I took in a screening of (500) Days of Summer the other night and a lot of things rang familiar. As in, I was reminded how I almost made a film like this in college.

By no means am I claiming theft of idea. Hell, the movie was much better than (and pretty different from) what my script was. But as I watched the credits roll, I thought about a project I almost did.

Towards the end of my time in college, I entered a screenwriting/directing contest through the radio-TV-film department. The winning script would be made into a short film with the guidance of a Hollywood producer. Nothing huge, but a great experience nevertheless.

At the time, I was still in a fog about my first relationship falling apart. I spent a lot of time watching Clerks, Mallrats, Chasing Amy, Swingers, and High Fidelity, so my script came from that kind of influence. It was hurt disguised by jokes, complete with quick cuts, visual gags, and quips.

The only parallels with (500) are a couple of plot points, but mainly the ending. In my script (envisioned as a low-budget, bare bones sort of thing that would run maybe 10-15 minutes), the main character spoke to the camera, telling embarrassing (but trying-to-be funny) stories about past relationships gone awry.
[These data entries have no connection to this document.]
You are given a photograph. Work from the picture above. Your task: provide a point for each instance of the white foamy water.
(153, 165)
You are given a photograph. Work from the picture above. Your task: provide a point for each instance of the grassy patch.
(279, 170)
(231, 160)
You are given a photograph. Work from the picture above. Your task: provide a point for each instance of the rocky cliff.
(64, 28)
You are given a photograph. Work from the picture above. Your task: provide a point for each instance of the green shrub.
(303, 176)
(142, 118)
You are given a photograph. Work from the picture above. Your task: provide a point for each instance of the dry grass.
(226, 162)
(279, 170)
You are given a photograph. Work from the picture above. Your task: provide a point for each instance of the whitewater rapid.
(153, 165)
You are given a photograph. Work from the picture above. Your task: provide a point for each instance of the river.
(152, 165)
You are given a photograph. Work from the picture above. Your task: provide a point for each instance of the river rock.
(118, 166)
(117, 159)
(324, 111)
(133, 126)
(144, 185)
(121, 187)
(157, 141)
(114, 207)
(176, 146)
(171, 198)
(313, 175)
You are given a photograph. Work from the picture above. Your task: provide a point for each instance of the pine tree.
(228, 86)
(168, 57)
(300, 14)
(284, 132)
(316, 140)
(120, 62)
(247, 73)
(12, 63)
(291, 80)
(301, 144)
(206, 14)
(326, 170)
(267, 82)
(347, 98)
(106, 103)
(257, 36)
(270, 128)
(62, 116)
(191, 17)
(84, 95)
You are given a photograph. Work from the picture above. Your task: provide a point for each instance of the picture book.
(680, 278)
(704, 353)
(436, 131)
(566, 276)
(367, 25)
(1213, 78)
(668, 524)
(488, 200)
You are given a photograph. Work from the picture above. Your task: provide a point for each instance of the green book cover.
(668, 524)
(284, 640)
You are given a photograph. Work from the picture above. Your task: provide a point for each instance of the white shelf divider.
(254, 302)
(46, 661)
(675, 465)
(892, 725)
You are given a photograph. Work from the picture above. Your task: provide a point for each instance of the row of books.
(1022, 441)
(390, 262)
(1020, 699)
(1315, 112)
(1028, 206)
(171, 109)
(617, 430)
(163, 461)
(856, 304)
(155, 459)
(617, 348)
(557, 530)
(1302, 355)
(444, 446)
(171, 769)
There was no venom underneath -- just a lot of confusion, frustration, and a bleak attitude about the chances of future success. (Maybe there was venom and I didn't realize it at the time.)

I had to pitch my script to this Hollywood producer in front of a classroom filled with other RTVF students. I had never heard of the producer and he came across as somebody who wanted to be like Jerry Bruckheimer on a budget. I didn't think I really had a chance with this guy and he didn't think there was much of a story in my script. He passed on taking on the script, but I wasn't crushed.

I never really knew what happened to the winning script. I merely read a story in TCU Magazine about the whole process. The pitch session was documented, noting my "guarded smile" as I walked into the room (something I do in many rooms I walk into). I had heard the final product was not to anyone's satisfaction, and I'm thankful I was spared.

I rarely think about the experience these days and I certainly have no regrets. I much prefer to write about what the hell I want to write about, without anyone with moneybags telling me my idea is good or not.

I knew a few people that went out to L.A. to make it in Hollywood after graduation, but many of them came back. I don't fault them for trying their hands at the Hollywood life, but I was quite sure the life wasn't for me. I merely wanted to move from Fort Worth to Dallas, which I eventually did.

These days, I'm not against helping friends out who want to make films. If somebody wanted to do a documentary or shoot a trailer and asked me for help, I'd do it without asking many questions. I'm not against working on scripts. Since I must keep writing, it's always in an orbit.

In seeing (500) Days of Summer as a complete film, I'm glad it exists as a tale of romantic woe for people my age. And I'm glad people with way better chops put this together onto film.